Linear regression is a fundamental algorithm in machine learning. Even though it is simple and intuitive, many engineer treat it as a black box. They call a function from scikit-learn, get a result, and move on.
But understanding what happens under the hood is critical because linear regression is the basis for more complicated models like neural networks. In this issue, we break down linear regression from the ground up.
We start with a simple example, build an intuition for how it works, and then explore the math and algorithms that make it all possible. The outline is as follows:
What is Linear Regression?
Building an Intuition: Predicting Salaries
Features, Weights, and Bias
How to Find the Best Line?
Measuring How Good a Model Is: Error Functions
From One Feature to Many: Multivariate Linear Regression
Polynomial Regression
Parameters vs Hyperparameters
Real-World Applications
Putting Everything Into Practice
Regardless of whether you are an experienced engineer who wants to brush up on the basics or a younger engineer exploring machine learning for the first time, this article will give you a solid understanding of how linear regression works and why it matters.
Project-based learning is the best way to develop technical skills. CodeCrafters is an excellent platform for tackling exciting projects, such as building your own Redis, Kafka, a DNS server, SQLite, HTTP server or Git from scratch using your favourite programming language. Noe you can also try to build your own Claude Code (for free, still in beta).
Sign up, and become a better software engineer.
What is Linear Regression?
Let’s start with the basics.
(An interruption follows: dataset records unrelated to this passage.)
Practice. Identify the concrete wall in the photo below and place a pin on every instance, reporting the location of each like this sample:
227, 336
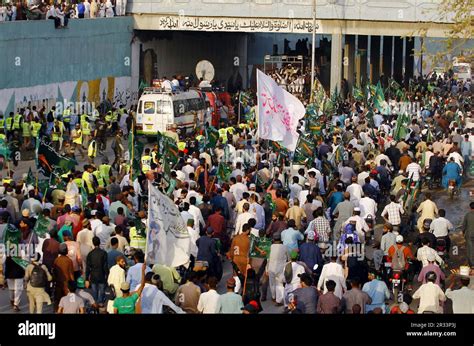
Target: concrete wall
386, 10
89, 61
179, 52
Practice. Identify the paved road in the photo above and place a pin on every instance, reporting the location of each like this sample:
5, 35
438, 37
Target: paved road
455, 210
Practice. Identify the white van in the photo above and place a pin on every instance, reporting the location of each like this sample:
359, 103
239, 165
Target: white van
158, 110
462, 71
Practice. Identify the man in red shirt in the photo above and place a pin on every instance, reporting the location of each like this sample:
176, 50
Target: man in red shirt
217, 222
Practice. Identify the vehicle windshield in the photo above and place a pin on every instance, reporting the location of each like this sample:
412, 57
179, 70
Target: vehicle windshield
461, 69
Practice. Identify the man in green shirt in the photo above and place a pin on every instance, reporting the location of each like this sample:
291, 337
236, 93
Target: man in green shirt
126, 303
230, 303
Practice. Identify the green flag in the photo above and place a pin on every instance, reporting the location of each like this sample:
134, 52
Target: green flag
304, 150
141, 228
357, 93
12, 235
30, 179
379, 97
84, 198
135, 147
21, 262
260, 247
212, 136
50, 162
41, 226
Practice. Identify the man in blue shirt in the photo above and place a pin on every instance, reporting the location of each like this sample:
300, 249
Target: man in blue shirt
134, 274
310, 253
377, 291
290, 236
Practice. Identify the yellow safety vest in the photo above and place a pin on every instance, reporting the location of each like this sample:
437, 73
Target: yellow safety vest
136, 240
9, 123
78, 182
146, 163
67, 116
16, 122
223, 135
105, 172
35, 128
108, 117
99, 178
92, 150
26, 129
86, 128
86, 177
78, 140
55, 135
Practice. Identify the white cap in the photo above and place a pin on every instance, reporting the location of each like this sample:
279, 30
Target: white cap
404, 307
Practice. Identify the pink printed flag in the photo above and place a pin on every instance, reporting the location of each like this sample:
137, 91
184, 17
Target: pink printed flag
278, 112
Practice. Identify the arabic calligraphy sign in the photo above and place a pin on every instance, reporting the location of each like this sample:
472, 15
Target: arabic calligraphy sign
237, 24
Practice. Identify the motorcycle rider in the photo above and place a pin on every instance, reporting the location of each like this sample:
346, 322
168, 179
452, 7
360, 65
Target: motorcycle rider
452, 171
441, 227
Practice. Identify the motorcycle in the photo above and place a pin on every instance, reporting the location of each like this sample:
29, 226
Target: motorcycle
441, 247
369, 220
451, 188
397, 281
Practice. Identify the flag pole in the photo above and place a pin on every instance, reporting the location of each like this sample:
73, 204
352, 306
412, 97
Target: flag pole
133, 150
313, 51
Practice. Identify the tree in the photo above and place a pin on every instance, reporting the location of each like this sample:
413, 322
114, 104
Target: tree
459, 14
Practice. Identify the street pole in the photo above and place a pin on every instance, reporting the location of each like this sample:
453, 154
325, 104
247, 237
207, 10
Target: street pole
313, 49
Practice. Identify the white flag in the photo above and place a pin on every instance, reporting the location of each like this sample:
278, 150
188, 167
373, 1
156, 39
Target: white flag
278, 112
168, 240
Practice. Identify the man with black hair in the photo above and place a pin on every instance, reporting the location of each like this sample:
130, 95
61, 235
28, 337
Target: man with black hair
468, 232
97, 271
431, 296
355, 296
377, 291
134, 272
329, 303
187, 295
63, 270
126, 304
305, 298
37, 278
462, 298
71, 303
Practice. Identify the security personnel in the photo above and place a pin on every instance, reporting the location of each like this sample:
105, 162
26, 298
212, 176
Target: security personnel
26, 132
108, 117
223, 135
86, 129
17, 122
181, 146
56, 134
138, 239
92, 151
67, 118
99, 178
88, 179
105, 171
9, 124
146, 161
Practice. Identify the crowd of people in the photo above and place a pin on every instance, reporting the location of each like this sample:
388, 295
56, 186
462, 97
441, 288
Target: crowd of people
318, 219
61, 12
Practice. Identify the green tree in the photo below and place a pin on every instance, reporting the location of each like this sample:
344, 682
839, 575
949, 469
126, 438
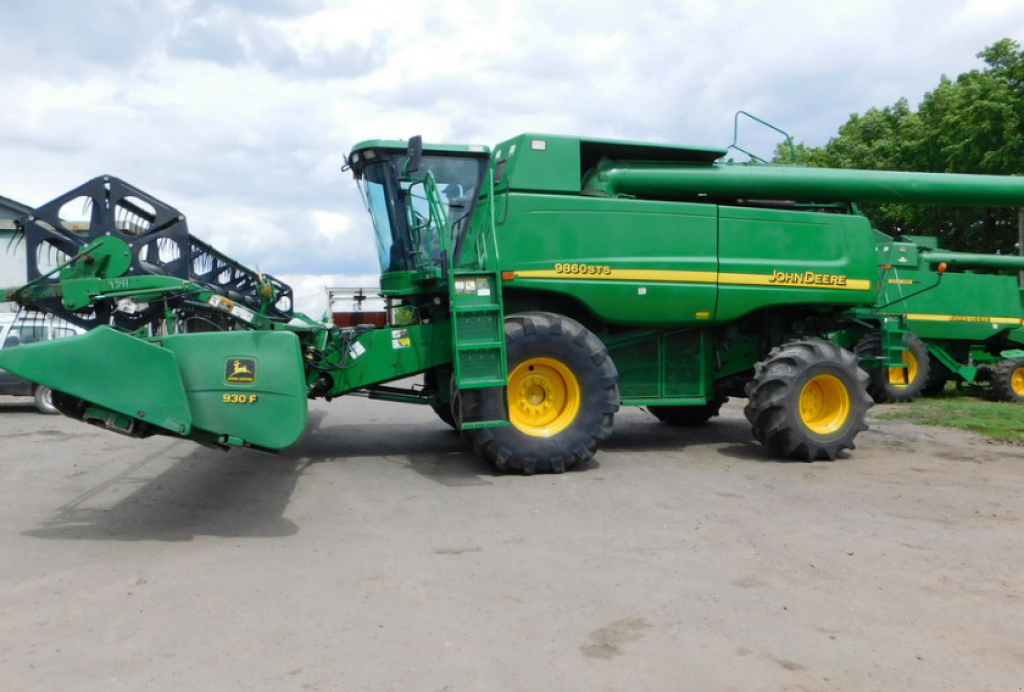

Say you have a set of data points that roughly look like they are forming a line. The goal of linear regression is to draw the line that passes as close as possible to all of them.
Think of the data points as houses in a town, and your goal is to build a road that goes through the town. Everyone wants to live near the road, and your job is to make them as happy as possible. The road should go as close as possible to all the homes.
Of course, this leads to some questions like
What do we mean by “points that roughly form a line”?
What do we mean by “a line that passes really close to the points”?
How do we find such a line?
Why is this useful in the real world?
We answer all these questions in the following sections.
Building an Intuition: Predicting Salaries
Let’s suppose that you want to guess a software engineer’s salary based on their years of experience. You get some information from a few engineers and get something like this:
If you plot the data on a coordinate system, with years of experience on the x-axis and salary on the y-axis, you see that the dots make a line that goes up. The more you are experienced, the more money you make (we all know it doesn’t work exactly like that, but let’s pretend for the sake of this example).
Now, let’s say that a new engineer starts working for your company. She has 4.5 years of experience and you need to make her an offer. There isn’t a data point for 4.5 years, but you can do it another way: you can find out where 4.5 falls on the line and read the salary. That is linear regression in a nutshell.
What the model actually learns is a simple equation:
Salary = weight × (years of experience) + bias
The weight shows you how much the salary goes up for each year of experience. The bias is the starting point: starting salary with zero experience. We will get into what these two terms mean in detail in the next section.
Features, Weights, and Bias
Let’s have a look at the building blocks of linear regression. There are four things you need to know:
Features: they are the inputs we use to make a prediction. In our example, years of experience are the feature. But in a more complex model, we could have many features: programming languages known, location, company size, and so on.
Label: they are what we are trying to guess. In our case, the label is the salary.
Weights: they tell the model how much each feature matters. Going back to our equation, the weight might be something like 6,500, since for every extra year of experience, the salary increases by that amount. If the weight was negative, it would mean that more experience is associated with a lower salary, which would be strange. A weight close to zero means the feature barely matters. If you added a feature like the number of monitors on the desk and its weight turned out to be near zero, the model is telling you it doesn’t help guess the salary.
Bias: it is the starting point. It is the salary the model would guess if the engineer had zero years of experience. In practice, the bias is just there to give the line the flexibility to sit at the right height on the graph.
In other words, the model finds the best weights and bias values that make the line fit the data. That’s the whole process of learning. We’ll talk about how it does that in the next part.
How To Find the Best Line?
You could draw an endless number of lines through a set of data points. The question is: which one is the best? The answer is the line that is as close as possible to all data points. But we need to be more precise. Here, “Close to all the points” means the total distance between the line and the data points is as small as possible.
In this context, the distance between what the model predicts and what the data point says is called an error or residual. There are two main ways to find this line.